Opposition grows in US amid rising pricetag
AFP, Baghdad
Visiting US Secretary of State Colin Powell outlined Iraq's path to democracy, as other US officials defended Washington's beleaguered Iraq policy and the rapidly rising pricetag for the US-led war on terror.

Another US soldier was killed in an attack west of Baghdad barely an hour before Powell flew in to Iraq via Kuwait from Geneva where emergency UN talks failed to resolve core issues over Iraq's future.

Powell, the highest-ranking US official to visit since Saddam Hussein's ouster in April, hailed progress in rebuilding Iraq but shied away from a 2004 target date floated by interim leaders for elections.

"We look forward for the next steps that will come, the writing of a constitution, and from that constitution, the people will be given a chance to express their will," he told reporters Sunday, after a meeting with interim Iraqi foreign minister Hoshyar Zebari.

"The major new threat are the terrorists who are trying to infiltrate the country for the purpose of destroying this very hopeful process," he said. "We will not allow that to happen."

On the first visit to Iraq by a US secretary of state in half a century, Powell was faced with an occupation force still under daily anti-US attack, taking the toll to 75 American soldiers killed since the May 1 end of major combat operations.

According to a Washington Post-ABC News poll published Sunday, Bush faces growing domestic disapproval of his Iraq policies.

Though the US poll found that Bush's overall approval rating remains strong, at 58 percent, as does public support for his war on terrorism and homeland security efforts, a majority of 55 percent called the number of US military casualties in Iraq "unacceptable".
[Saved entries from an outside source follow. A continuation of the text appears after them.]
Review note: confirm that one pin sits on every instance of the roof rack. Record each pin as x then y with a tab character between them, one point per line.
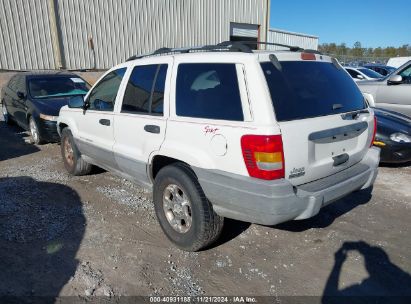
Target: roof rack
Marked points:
226	46
290	47
232	47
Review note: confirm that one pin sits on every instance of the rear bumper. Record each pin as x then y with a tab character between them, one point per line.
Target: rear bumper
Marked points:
48	130
273	202
395	152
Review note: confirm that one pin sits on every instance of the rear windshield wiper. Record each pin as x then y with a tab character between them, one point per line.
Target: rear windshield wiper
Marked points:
337	106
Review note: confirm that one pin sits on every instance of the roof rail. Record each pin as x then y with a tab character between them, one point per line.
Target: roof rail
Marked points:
232	47
226	46
290	47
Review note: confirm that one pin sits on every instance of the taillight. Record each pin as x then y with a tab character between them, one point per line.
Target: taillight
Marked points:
374	132
263	156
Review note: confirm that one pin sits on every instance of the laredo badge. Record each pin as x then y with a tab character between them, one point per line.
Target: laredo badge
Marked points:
297	172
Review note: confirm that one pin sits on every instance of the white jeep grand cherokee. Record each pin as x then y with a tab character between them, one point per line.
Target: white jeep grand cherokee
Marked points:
223	131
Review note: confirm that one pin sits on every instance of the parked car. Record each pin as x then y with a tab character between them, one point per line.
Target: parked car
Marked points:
396	62
392	92
222	131
393	136
360	73
384	70
33	101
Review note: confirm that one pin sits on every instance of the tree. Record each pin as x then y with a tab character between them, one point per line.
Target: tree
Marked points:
357	51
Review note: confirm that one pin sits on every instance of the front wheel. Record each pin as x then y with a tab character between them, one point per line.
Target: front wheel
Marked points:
73	162
6	115
183	211
34	132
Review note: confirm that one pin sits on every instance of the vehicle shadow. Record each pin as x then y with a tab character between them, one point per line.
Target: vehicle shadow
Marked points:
41	228
13	137
232	229
385	279
330	213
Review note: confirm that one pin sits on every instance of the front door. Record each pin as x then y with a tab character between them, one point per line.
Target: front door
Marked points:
397	97
95	125
140	124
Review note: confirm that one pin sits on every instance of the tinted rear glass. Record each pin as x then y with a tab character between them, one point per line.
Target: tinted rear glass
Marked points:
57	86
208	90
311	89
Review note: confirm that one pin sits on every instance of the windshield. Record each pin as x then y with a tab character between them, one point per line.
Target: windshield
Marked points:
370	73
311	89
60	86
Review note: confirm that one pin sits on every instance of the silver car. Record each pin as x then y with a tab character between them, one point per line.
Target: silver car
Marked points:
392	92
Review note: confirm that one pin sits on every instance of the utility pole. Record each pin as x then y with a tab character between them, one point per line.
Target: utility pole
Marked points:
56	35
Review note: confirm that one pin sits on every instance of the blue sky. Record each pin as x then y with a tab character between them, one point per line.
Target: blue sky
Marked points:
372	22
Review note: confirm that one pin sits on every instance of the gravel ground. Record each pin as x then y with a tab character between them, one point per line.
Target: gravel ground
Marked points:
97	235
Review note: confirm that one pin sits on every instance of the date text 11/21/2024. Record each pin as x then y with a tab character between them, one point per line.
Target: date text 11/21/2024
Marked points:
203	299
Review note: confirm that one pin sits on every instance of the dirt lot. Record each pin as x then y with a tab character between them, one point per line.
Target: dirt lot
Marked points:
97	235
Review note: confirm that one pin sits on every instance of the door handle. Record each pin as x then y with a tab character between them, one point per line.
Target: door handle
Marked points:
340	159
104	122
152	129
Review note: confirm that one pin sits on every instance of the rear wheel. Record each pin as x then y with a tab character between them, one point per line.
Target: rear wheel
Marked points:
6	116
183	211
34	132
73	162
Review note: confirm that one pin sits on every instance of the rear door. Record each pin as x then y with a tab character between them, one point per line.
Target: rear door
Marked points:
311	100
397	97
140	120
96	125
But 61 percent still believed the war in Iraq was worth fighting, versus 37 who did not.

Top US officials took to the airwaves later the same day to defend the administration's Iraq policy and the rapidly rising pricetag for the US-led war on terror.

"What's the cost if we don't succeed with respect to our current operation in Iraq? I think that's far higher than getting the job done right here," Vice President Dick Cheney said on NBC television.

Cheney said the Bush administration was prepared to do whatever it takes to make its Iraq endeavor work.

The administration has asked Congress for 87 billion dollars in new funds to finance the anti-terror campaign and reconstruction in Iraq and Afghanistan next year.

Asked about the need for reinforcements in Iraq, the chairman of the Joint Chiefs of Staff, General Richard Myers, told ABC television that "the security picture is not just a matter of troops, it's also the political governance piece, it's also the economic piece."

"They all have to work together to provide security and a way forward for Iraqis," Myers added.